The term isomer (meaning same member) refers to two molecules that have the same chemical formula, but which differ according to the spacial arrangement of their atoms. Molecules that are isomers have the same number and kind of atoms, but they differ in respect to the arrangement or configuration of their atoms. For example, dimethyl ether and ethyl alcohol have the formula C₂H₆O, but the two compounds have quite different properties. The term isomer was first used by the German chemist Jons Jakob Berzelius. Much of what is known about this class of compounds came as a result of work done by Friedrich Wohler and Justus Liebig in the early 1820s.

Isomerism can occur in one of several forms depending on the structure, position, and geometry of the chemical bonds. Chain isomerism exists among the alkanes, which consist of carbon atom chains. Because these chains may be straight or branched, they may yield different possible configurations. For example, normal butane (CH₃CH₂CH₂CH₃ is a straight chain, and isobutane CH-(CH₃)₃ is branched. Position isomerism occurs because not all hydrogen atoms in a molecule are identical. When these hydrogens are replaced by other elements, alternate isomeric structures can be created. Therefore, propanol (C ₃H₇OH) occurs in two forms: one has the hydroxyl group attached to a terminal carbon atom and the other has it on the middle carbon. Functional group isomerism applies to compounds that cannot be fully identified solely by reference to their chemical formula. For example, the formula C ₃ H ₈ O may be an ether or an alcohol. The final type of isomerism, geometric isomerism, refers to molecules in which the atoms are attached in the same order, but which have different spatial relationships. One type of geometric isomerism, called cis-trans isomerism, refers to asymmetry across the carbon-carbon double bond. For example, the four carbon molecule known as 2-butene can exist as either the cis isomer or trans isomer. In the cis form, the two methyl groups are on the same side of the double bond. In the trans form, the two methyl groups are on opposite sides. Each isomer is chemically identical but they have different physical properties, such as melting, boiling point, and density.

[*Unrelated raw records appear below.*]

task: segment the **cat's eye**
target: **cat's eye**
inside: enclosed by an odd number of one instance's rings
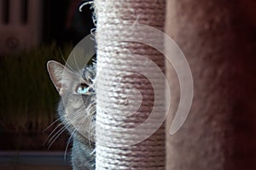
[[[86,94],[88,92],[90,92],[90,87],[89,87],[87,84],[79,84],[76,89],[76,93],[79,94]]]

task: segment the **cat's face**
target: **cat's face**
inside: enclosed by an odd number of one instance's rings
[[[93,140],[96,117],[95,65],[73,71],[56,61],[49,61],[47,69],[61,97],[58,113],[63,124],[72,135]]]

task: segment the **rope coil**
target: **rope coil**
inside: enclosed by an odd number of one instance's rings
[[[163,39],[133,30],[135,22],[163,30],[165,1],[95,0],[94,5],[97,19],[96,169],[165,169],[165,128],[157,125],[165,112],[165,80],[153,67],[154,63],[163,71],[164,57],[154,48],[135,41],[147,37],[161,47]],[[151,114],[153,110],[157,114]],[[156,132],[151,135],[151,130]],[[142,137],[147,139],[140,141]]]

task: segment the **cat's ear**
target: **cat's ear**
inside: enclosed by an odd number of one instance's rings
[[[49,60],[47,62],[47,70],[49,77],[61,96],[63,94],[63,92],[67,88],[65,87],[65,82],[67,81],[65,81],[64,80],[65,78],[63,78],[64,68],[65,66],[57,61]],[[66,78],[69,79],[73,75],[73,71],[66,67],[65,76],[69,76]]]

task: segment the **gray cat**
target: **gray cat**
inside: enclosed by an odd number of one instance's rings
[[[73,169],[95,169],[95,144],[90,140],[95,134],[96,64],[73,71],[51,60],[47,63],[47,69],[61,95],[58,115],[73,139]]]

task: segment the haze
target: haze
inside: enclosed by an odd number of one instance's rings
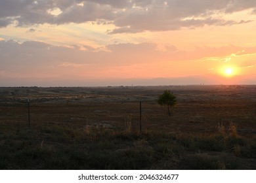
[[[0,86],[256,84],[255,19],[253,0],[0,0]]]

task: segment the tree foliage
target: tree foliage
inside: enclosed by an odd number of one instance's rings
[[[160,105],[167,106],[168,114],[171,116],[170,108],[177,104],[177,97],[173,92],[165,90],[162,94],[158,96],[158,103]]]

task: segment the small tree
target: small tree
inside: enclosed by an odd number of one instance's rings
[[[158,103],[160,105],[167,106],[169,116],[171,116],[170,108],[176,105],[177,97],[173,93],[165,90],[162,94],[158,96]]]

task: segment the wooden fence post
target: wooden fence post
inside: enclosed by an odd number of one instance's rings
[[[141,133],[141,101],[140,101],[140,133]]]
[[[30,101],[28,99],[28,127],[30,127]]]

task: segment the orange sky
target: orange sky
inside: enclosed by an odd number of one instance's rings
[[[256,84],[255,20],[253,1],[2,1],[0,86]]]

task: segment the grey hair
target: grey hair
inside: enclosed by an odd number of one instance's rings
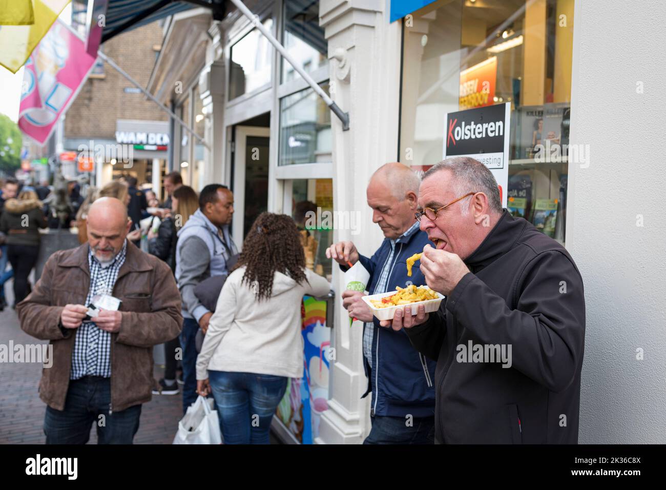
[[[372,174],[373,177],[376,175],[381,175],[384,181],[390,185],[391,193],[398,201],[404,201],[410,192],[418,195],[421,179],[416,172],[403,163],[385,163]]]
[[[500,189],[492,172],[478,160],[470,157],[453,157],[442,160],[424,174],[423,180],[434,173],[448,170],[454,176],[454,193],[456,197],[465,195],[469,192],[482,192],[488,198],[488,206],[492,211],[501,213],[501,200],[500,199]],[[470,210],[470,203],[461,205],[463,215],[466,215]]]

In 1848, the French scientist Louis Pasteur discovered that certain geometric isomers of tartaric acid behaved differently toward light. He manually separated the two isomers by handpicking differently shaped crystals from a mixture. Pasteur determined that these two forms, although identical in many respects, behaved differently toward polarized light. He found that one of these isomers would rotate a beam of polarized light counterclockwise. He called this form the levorotatory or (L) form. He found the other isomer would rotate the beam clockwise and he called this the dextrorotatory or (D) form. Interestingly, he found that only one of these forms could be used as a medium to culture molds.

Van't Hoff expanded on Pasteur's work by recognizing that the presence of an asymmetric center in a molecule would give rise to two isomeric molecules called enantiomers, one of which is the exact mirror image of the other. Enantiamers, also called optical isomers, are studied in the specialized branch of chemistry known as stereochemistry. These isomers are important in biology because on a molecular level nearly all biochemical processes involve the spatial recognition of one molecule by another. Such recognition serves as the means by which molecules interact and determines how complex biological structures are built.